In a blockchain context, sharding becomes more challenging, because there’s a need to determine which nodes confirm which transactions. Proof-of-stake lends itself better to the concept of blockchain sharding than proof-of-work, because the stake provided by any given node can be linked directly to the value of the transactions they’re allowed to validate. As such, the ETH 2.0 sharding implementation is also dependent on a move to a PoS consensus model.

Ethereum 2.0 homogeneous sharding

We can consider a sharded blockchain as a network of multiple chains, known as shards, processing their own transactions and relying on messaging protocols to ensure overall consensus.

Both ETH 2.0 and Polkadot operate based on a central chain. ETH 2.0 runs on Beacon Chain, which communicates with shards via its own proprietary interface. All shards in Ethereum have to use this single interface to communicate with the Beacon chain.

The need to interact in a standardized way also means there are rules about how a shard chain can change state with each block added to the chain. Effectively, every shard in Ethereum has to follow the same rules for adding blocks to be able to interface with the Beacon Chain.

This type of sharding is called homogeneous sharding. You could imagine it using an analogy of the Beacon Chain as a teacher and the shards as students. The interface connectivity rules are the rules governing assignment submission. The teacher and the students can only communicate when they speak the same language. The teacher also requires that every assignment is submitted in the same format and language each time.

Polkadot’s heterogeneous sharding 

Polkadot’s central chain is called Relay Chain, and the shards are called parachains. Polkadot parachains could be application-specific or be developed for particular characteristics such as security.

Rather than its own proprietary interface, Polkadot uses standard web assembly interface, widely used by developers all over the web. So a Polkadot parachain can operate according to its own rules, providing it can submit its overall state to the Relay chain using the standard interface.

Using the teacher/student analogy again, the teacher can now accept students who speak many different languages, and they can communicate freely.

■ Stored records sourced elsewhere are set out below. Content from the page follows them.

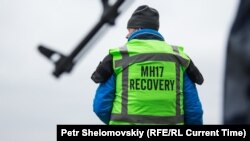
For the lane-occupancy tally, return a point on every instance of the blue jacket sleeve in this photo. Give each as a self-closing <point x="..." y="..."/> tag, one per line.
<point x="103" y="99"/>
<point x="193" y="113"/>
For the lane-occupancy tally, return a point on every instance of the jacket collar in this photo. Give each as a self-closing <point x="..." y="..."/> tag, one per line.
<point x="146" y="34"/>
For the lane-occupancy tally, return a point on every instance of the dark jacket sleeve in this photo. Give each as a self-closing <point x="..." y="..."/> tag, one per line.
<point x="103" y="71"/>
<point x="194" y="73"/>
<point x="103" y="100"/>
<point x="193" y="112"/>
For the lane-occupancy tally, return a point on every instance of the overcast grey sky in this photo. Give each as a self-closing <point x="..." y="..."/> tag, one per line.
<point x="33" y="102"/>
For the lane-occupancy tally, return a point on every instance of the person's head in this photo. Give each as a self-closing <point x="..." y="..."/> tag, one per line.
<point x="143" y="17"/>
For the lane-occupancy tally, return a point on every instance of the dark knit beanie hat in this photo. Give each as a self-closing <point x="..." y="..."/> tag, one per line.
<point x="144" y="17"/>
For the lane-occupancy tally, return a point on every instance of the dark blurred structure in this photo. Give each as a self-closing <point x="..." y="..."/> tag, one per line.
<point x="237" y="71"/>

Students are free to write their assignments in their own language and format, as long as they submit them on time.

What does it all mean? 

The additional flexibility of heterogeneous sharding means that Polkadot can interact with chains that want to use their own finalization process, using bridge parachains. So Ethereum could connect to a bridge parachain and run on Polkadot. However, Ethereum’s homogeneous sharding means the compatibility doesn’t work both ways.

Polkadot is already live on the first version of its mainnet, launched in May 2020, and work is now underway on the next phase. The ETH 2.0 roadmap is still yet to launch the first version, and it will be another two years or more before the project achieves full implementation.

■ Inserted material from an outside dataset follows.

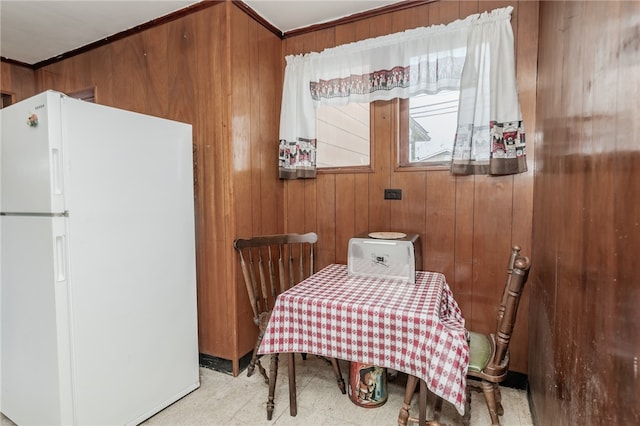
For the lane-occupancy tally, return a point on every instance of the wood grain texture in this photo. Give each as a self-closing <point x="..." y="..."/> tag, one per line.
<point x="584" y="342"/>
<point x="222" y="72"/>
<point x="467" y="224"/>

A further challenge of Ethereum’s plan to implement sharding is that Ethereum is already an operational blockchain, with thousands of dApps and tokens operating on it. The ETH 2.0 upgrade is being implemented as an entirely new blockchain ecosystem using homogeneous sharding. At some point, the current Ethereum blockchain will get merged into the ETH 2.0 architecture.

This will involve a certain amount of risk for the operators of Ethereum dApps and tokens, which is already starting to become apparent. The advantage of a newer implementation such as Polkadot is that the project has been able to design its roadmap and build activities to accommodate sharding from the very beginning.

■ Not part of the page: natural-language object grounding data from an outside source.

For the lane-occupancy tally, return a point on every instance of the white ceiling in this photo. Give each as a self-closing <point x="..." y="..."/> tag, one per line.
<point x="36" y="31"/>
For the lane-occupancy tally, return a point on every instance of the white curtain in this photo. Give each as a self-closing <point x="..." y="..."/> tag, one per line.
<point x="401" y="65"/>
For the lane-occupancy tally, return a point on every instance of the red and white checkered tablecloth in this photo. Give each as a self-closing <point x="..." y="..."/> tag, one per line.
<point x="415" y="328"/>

Polkadot has also developed an open-source framework called Substrate. This allows anyone to implement a parachain using an out of the box configuration, or customize particular features according to their requirements. Users can choose a programming language that suits their existing programming skills, rather than having to learn Ethereum’s Solidity programming language.

The Ethereum 2.0 upgrade has been a long time in the making, involving a long research phase with several delays to development. The challenge with such a long implementation period is that it allows other, more agile development teams to start scooting ahead. The risk now for Ethereum 2.0 is that it may become outdated before it even gets off the ground.